Ivan Rodrigues’s dream of seeing his daughter becoming “the most attacking batter or the fastest bowler in the world that has ever produced” is finally coming true. Not even a year into international cricket, Jemimah Rodrigues has established that she has the ability to be the “most attacking and reliable batter” in the world.
Ivan Rodrigues, also Jemimah’s personal coach, meanwhile has expanded his horizon. He is set to launch a cricket academy for girls and boys in Mumbai soon.
“It is mainly for the girls but if boys are there, I don’t mind coaching them. My main focus is girls because girls mostly don’t get the facility, boys do. I had faced this problem when Jemimah was small,” Ivan tells Women’s CricZone. “The main thing in cricket is the technicality, guidance and support and I have faced all these with Jemimah, to make her play with the boys to get that ambience was very difficult.”
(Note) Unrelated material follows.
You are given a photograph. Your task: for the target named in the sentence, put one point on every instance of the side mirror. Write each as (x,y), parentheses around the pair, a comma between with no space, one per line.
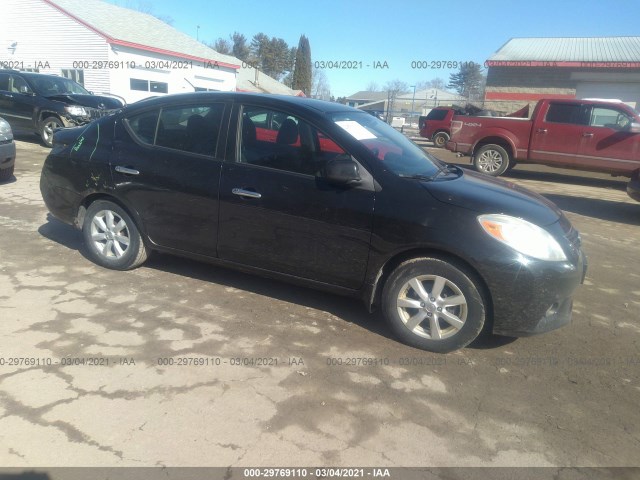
(341,171)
The idea germinated while Ivan had gone to a cricket store to buy a bat for Jemimah. At the same time, Vishal Karya was also visiting the store to buy the same bat. The two did not have a conversation, but when Ivan returned to the store as he had forgotten something the shopkeeper introduced the two of them. Karya requested Ivan to teach cricket to her niece, and after a few days invited him to see a cricket ground, which belonged to him. Karya also offered the ground for Jemimah’s practice, and it proved to be a blessing for Ivan, who was on the lookout for a facility to train her daughter in the rainy season. He could not use the school ground too because it had a concrete pitch.
As Karya’s ground was big and had a centre pitch that Jemimah could use, it suited Ivan’s requirement. “Since it’s a private ground, we can use it during the rainy season,” Ivan, who is currently the cricket coach at Jemimah’s school, says. “Marriages and other functions take place there often and there are a few facilities; like there is a shed where even in rains the practice can take place at the ground. Also, it has a place where one can practice individually.”
Rain was not the only challenge that Jemimah faced. There were many other hindrances that Ivan does not want other girls to face. “Challenges, there are a lot. I have taught Jemimah under street lights, in my home in an area which is just maybe 120-140 sq. ft. Then ultimately I got a school where she practised for the last six years, on the concrete grounds.
One day when Nasser Hussain, the former England captain, came to Jemimah’s school to interview both her and Ivan for a feature for SKY TV, he was shocked to see that a promising youngster did not have a basic turf pitch to practice on. “He reached school early and the moment he saw me, his first question was: ‘How can this girl playing on a concrete pitch go on to play for India? I expected her school to have four-five grass pitches, but I am surprised to see Jemimah playing on a concrete pitch and play for India.’ So you can imagine taking my child and playing on a concrete pitch or a footpath or a street light means I can go to any extent.”
Apart from school, Jemimah also practices at the MIG Club in Bandra, but those facilities became accessible only after she started making waves. “When she was small, no one used to help. People’s approach was not right at that time. They used to think she is a girl and can’t do much,” adds Ivan, who is confident that her daughter is now “an inspiration to other girls.”
With the academy set to attract good mileage, Ivan is confident that it won’t divide the attention he pays to Jemimah’s game.
“I don’t think it should clash with my timing. Because I am always free in the evening. Mostly it will be having at 4:30 pm to 6:30-7pm under floodlights. Still, if I have a problem with timing, I can go a little later also,” he adds. “Friday, Saturday and Sunday in the evening we are planning to take. Another facility is floodlight so it wouldn’t hamper the continuation of the practice.
“Right now, I am not planning to give it to any outside coach, I want to personally train. This is my academy and I will look after it. I will be present there unless or until I go out with Jemimah for matches,” he continues. “My sons are equally talented and they will be playing a part. I will involve my family there to help me out if required.”
Ivan’s eye for talent is well known in the local circuit, and he wants to give it a definite shape.
“Children often come to see Jemimah when she practices but two-three girls always come there on a regular basis and I have seen them progressing much more than the other girls,” he says. “I don’t call everybody but I ask them to come. Not to practice with her because for Jemimah, in school, everything is done by the bowling machine, but to see her batting or bowling. They have some special talent and they can reach Mumbai or reach India.
“I want the children to represent Mumbai and India. This is my main goal. Even I have told my school children too that if you want to do time pass then please don’t come. I am not interested in coaching you,” he shares his vision. “If you are anyway interested in playing for Mumbai or your country, then only come. I have taken it for passion, not for the time pass.”
The initial response has been good, and Ivan hopes the academy will take flight fast and help him achieve his bigger aspirations.